Was tun mit dem Leben? Jeder junge Mensch stellt sich diese Frage. Der Schiffbauer Murat Kurnaz aus Bremen macht sich auf eine Reise, um sich selbst auf die Spur zu kommen und findet sich im Gefängnis wieder. Er wird fünf Jahre in Guantanamo festgehalten. Kurnaz wird zu einem Terroristen erklärt, ohne einer zu sein. Heute lebt er wieder in Bremen, er hat Allah für sich relativiert und die Liebe zu schnellen Autos entdeckt.

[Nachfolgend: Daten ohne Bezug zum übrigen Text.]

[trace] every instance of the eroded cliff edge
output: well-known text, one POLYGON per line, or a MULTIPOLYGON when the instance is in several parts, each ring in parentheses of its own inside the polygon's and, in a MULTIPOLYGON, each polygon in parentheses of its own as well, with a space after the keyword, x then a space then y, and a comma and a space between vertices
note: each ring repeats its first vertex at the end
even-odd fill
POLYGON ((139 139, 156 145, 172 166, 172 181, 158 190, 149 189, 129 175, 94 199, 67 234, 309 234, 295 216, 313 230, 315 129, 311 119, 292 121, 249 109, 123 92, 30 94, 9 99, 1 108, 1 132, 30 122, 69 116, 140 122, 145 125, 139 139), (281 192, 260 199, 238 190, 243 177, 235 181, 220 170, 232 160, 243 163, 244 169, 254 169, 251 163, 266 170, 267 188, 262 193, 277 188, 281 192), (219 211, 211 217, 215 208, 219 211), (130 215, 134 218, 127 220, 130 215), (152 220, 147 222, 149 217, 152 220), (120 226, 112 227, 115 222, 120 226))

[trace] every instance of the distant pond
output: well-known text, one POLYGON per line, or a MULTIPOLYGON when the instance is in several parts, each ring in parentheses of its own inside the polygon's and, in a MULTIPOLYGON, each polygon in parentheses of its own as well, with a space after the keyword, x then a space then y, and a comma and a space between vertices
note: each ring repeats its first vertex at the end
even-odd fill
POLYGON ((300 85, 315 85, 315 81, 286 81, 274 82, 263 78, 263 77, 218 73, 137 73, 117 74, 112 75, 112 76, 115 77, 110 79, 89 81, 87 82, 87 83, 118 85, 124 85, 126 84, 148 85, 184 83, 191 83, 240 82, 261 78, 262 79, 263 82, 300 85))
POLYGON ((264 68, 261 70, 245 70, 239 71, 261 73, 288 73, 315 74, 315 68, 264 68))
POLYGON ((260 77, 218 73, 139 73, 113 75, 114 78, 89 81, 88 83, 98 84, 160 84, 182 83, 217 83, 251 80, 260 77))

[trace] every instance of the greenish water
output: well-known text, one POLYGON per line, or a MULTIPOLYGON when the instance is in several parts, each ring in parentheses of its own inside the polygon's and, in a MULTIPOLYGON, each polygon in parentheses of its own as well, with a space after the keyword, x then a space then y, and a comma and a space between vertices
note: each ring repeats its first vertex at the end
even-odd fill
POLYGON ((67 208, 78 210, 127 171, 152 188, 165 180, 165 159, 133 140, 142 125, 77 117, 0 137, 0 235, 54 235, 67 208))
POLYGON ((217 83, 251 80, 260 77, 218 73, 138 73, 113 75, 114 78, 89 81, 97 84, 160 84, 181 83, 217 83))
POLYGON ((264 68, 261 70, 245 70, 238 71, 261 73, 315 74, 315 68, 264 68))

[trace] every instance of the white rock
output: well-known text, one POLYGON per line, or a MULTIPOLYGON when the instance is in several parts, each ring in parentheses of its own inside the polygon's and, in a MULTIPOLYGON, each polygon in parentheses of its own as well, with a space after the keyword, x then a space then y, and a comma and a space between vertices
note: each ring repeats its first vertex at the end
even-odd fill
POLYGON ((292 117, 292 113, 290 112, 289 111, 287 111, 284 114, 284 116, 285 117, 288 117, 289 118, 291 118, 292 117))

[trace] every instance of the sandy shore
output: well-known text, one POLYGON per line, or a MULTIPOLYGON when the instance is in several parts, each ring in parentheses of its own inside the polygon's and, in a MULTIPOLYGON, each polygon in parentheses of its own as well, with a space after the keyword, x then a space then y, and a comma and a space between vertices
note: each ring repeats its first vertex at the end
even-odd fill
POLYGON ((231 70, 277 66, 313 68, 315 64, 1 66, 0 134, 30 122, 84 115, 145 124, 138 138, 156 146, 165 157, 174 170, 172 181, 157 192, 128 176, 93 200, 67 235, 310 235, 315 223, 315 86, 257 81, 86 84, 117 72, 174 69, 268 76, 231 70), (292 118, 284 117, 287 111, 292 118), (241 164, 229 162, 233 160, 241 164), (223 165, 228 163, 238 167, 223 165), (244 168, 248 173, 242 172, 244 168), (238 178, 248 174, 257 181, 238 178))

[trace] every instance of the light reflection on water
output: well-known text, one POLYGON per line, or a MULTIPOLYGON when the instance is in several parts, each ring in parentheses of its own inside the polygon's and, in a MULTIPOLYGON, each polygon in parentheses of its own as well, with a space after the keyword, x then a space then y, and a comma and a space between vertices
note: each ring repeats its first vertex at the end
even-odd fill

Der Münchner Regisseur Bülent Kullukcu nimmt diese Extrembiografie als Ausgangspunkt, um Murat Kurnaz als Kunstfigur neu zu erfinden. An diesem Abend treffen Figuren aufeinander, deren Lebensgeschichten, Selbstbilder und Identitäten die vielschichtigen und widersprüchlichen Erfahrungen der ersten bis dritten Gastarbeitergeneration in Deutschland reflektieren. Sie alle bewegen sich in Spannungsfeldern zwischen der türkischen und der deutschen Kultur, zwischen dem Leben der Eltern und der eigenen Identität, zwischen Assimilation und Revolte, zwischen der Urlaubsheimat und der Geburtsheimat, zwischen Kunst und Religion.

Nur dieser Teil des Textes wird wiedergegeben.